Lewis Anderson, one of the three swing board members, chimed in with a comment, “That makes sense to a degree but we’ve been neutered on our ability to effectively advertise traditional cigarettes as well, so doesn’t that mean cigarettes and IQOS will be operating with an equal degree of promotional roadblocks? It’s not as if we can abandon the alternative nicotine product market based on hypothetical advertising limitations but expect sales to tick up for conventional cigarettes with even more strictly enforced advertising limitations.”

“Actually, that leads me to the core of my cigarette revitalization plan, and it involves taking off the shackles that have chained us to the tobacco settlement agreement and its limitations on our business model. This company’s board agreed to the terms of that settlement nearly 20 years ago, but if I’m bestowed Chief Executive Officer duties, I will rip that agreement up on grounds of bad-faith negotiation by the other parties and renegotiate entirely on our terms…”

Nearly every member of the all-male board of directors was captivated by Gretchen’s convincing delivery, and even though reaction to the specific terms of her presentation was mixed, it was very clear she was putting considerable points on the board amongst her skeptics as she continued.

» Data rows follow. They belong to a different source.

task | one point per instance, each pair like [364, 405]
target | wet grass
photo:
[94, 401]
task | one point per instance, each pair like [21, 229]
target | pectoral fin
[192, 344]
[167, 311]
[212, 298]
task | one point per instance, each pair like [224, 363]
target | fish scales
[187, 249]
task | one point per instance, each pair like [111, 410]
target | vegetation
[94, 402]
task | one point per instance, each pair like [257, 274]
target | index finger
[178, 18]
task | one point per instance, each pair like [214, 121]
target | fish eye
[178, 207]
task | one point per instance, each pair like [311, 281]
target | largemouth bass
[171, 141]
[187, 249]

“…I’ve researched this company’s history and was actually surprised to see how big of a role the state of Missouri played in the tobacco business. And it makes sense. The Missouri River Valley running from the west side to the central portion of the state has prime tobacco-growing land and the state’s location makes it a

center of gravity for distribution to consumers across the country. But over time, Missouri lost its claim on being a tobacco hub. Missouri made sense for this company a half century ago…and it still makes sense today. The infrastructure from the halcyon days remains largely intact. The descendants of former tobacco farmers still long for the profitable days of old. The state has the lowest taxes on tobacco in the country, up and down the supply chain. And the state is more than ever centrally located to deliver to our customer base. And this is all merely the tip of the iceberg as to why Missouri is our future which leads me to the boldest gamble of my proposal…”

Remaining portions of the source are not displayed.